A computer science program prepares you for a systems architect career by training you in—among other things—computer architecture, scripting and programming, and data algorithms. As a systems architect, you'll get to express your scientific and creative sides and be paid well in the process: PayScale reports that systems architects make an average salary of nearly $109,000.

4. App developer.

App developers design and create applications for phones, tablets, and other devices and build the back-end processes that keep those apps up and running. According to Career Explorer, app developers work with data scientists and graphic artists to engineer the software behind applications, and they use their knowledge of coding languages like CSS and Java to manage and maintain the app and ensure it continues working without any hitches. App developers make nearly $69,000 a year, according to PayScale.

5. Video game designer.

Designing video games gives you the freedom to flex your technical and creative muscles. According to Career Explorer, video game designers bring games to life by developing the plots, characters, and visual design for those games. But narrative and visual development isn't all that a video game designer does; they also build the scripting and algorithms that sustain the game on the back end, and they test the game with focus groups and benchmarks and adjust the code as necessary. Being paid to play can be fun and lucrative: PayScale says that video game designers make just north of $64,000 a year, on average.

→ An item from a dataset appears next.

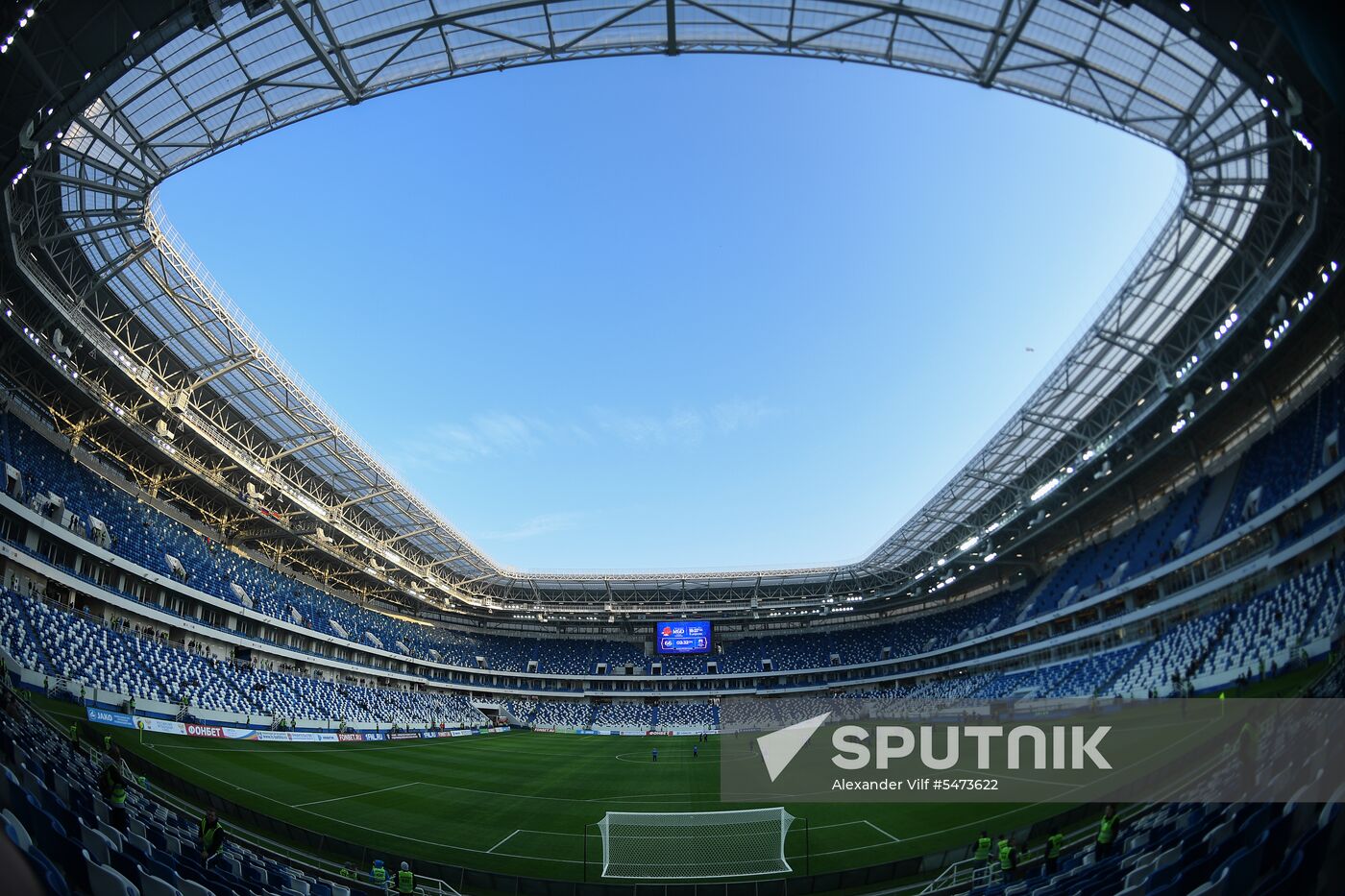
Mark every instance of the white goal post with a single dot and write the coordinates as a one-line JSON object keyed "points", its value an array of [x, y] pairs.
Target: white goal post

Preparing for computer science jobs.

A bachelor's degree in computer science is the key you need to open up any door in the IT field. The program trains you in the fundamentals of information technology and allows you to specialize in a specific area, such as security, systems management, or data analysis.

Landing a computer science job is just the first step. With the right degree and experience, you could be climbing the IT ladder straight into the corporate suite.